LITTLE JACK’S PROMOTION

“I don’t care a tinker’s dime about Denis McGuire,“ said the agent, angrily, “but something must be done for little Jack. He’s having malaria. Winter will be coming on and he can’t stand a winter in that shanty.”

“I can take Jack in my office to carry dispatches,” said the roadmaster; “but who can I put on the bridge to watch it as that boy does?”

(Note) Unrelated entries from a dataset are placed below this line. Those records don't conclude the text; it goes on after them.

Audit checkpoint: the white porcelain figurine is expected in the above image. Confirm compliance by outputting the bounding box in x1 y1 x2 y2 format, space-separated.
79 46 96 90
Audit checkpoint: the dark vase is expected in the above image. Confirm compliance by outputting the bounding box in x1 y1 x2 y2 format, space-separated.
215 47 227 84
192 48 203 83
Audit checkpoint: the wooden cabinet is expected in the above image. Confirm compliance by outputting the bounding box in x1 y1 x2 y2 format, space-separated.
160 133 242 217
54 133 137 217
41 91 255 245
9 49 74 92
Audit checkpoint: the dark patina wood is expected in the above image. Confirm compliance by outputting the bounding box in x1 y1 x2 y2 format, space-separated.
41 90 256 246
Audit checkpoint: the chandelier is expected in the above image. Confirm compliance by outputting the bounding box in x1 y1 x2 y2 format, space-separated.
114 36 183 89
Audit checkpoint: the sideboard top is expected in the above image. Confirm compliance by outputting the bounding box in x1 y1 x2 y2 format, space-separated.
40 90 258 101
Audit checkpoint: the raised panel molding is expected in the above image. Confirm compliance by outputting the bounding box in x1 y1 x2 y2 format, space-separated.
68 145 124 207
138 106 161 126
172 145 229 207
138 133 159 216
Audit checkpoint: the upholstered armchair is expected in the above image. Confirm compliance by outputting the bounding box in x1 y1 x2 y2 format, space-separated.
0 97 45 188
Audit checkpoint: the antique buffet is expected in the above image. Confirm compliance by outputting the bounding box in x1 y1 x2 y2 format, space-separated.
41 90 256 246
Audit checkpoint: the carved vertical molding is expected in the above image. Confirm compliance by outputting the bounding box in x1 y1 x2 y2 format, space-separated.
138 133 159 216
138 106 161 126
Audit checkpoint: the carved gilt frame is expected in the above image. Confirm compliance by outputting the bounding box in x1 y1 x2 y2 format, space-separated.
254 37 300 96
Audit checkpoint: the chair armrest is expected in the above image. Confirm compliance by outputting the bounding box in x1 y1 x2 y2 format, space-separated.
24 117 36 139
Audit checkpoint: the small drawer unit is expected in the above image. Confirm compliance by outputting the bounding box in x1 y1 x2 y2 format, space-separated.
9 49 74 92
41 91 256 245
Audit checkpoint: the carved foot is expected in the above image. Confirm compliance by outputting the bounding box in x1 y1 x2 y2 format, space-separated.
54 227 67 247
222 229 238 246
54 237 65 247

“There you are,” replied the agent, sarcastically. “Because the boy is faithful, you would keep him there until he dies and leaves his mother utterly helpless. But,” he added quickly—for he was a good stayer when he elected to stay—“since you ask my advice, I’ll tell you: Put Denis McGuire on the bridge—he’s a cripple for life; crippled in the service of this company.”

“I’ve told ye,” said the roadmaster, “that Denis McGuire was barred from workin’ fur the Vandalia phile I’m here.”

The agent wore a look of disgust, as he turned to answer a call.

Presently he came near the roadmaster, drew a chair, and said, as though he were telling a new, strange story to a little child: “I knew a section boss once who let a flat car get away on the hill at Collinsville; the car ran out on the main line, collided with the President’s private car, wrecked it and killed a trainman. He was discharged, reinstated after a few months, and is now—”

“That was not my fault,” broke in the roadmaster, “I sint a man to set the brake.”

“Denis McGuire sent a man to flag, but—”

“And he should have seen the flagman beyent th’ curve before loadin’ th’ push kayre.”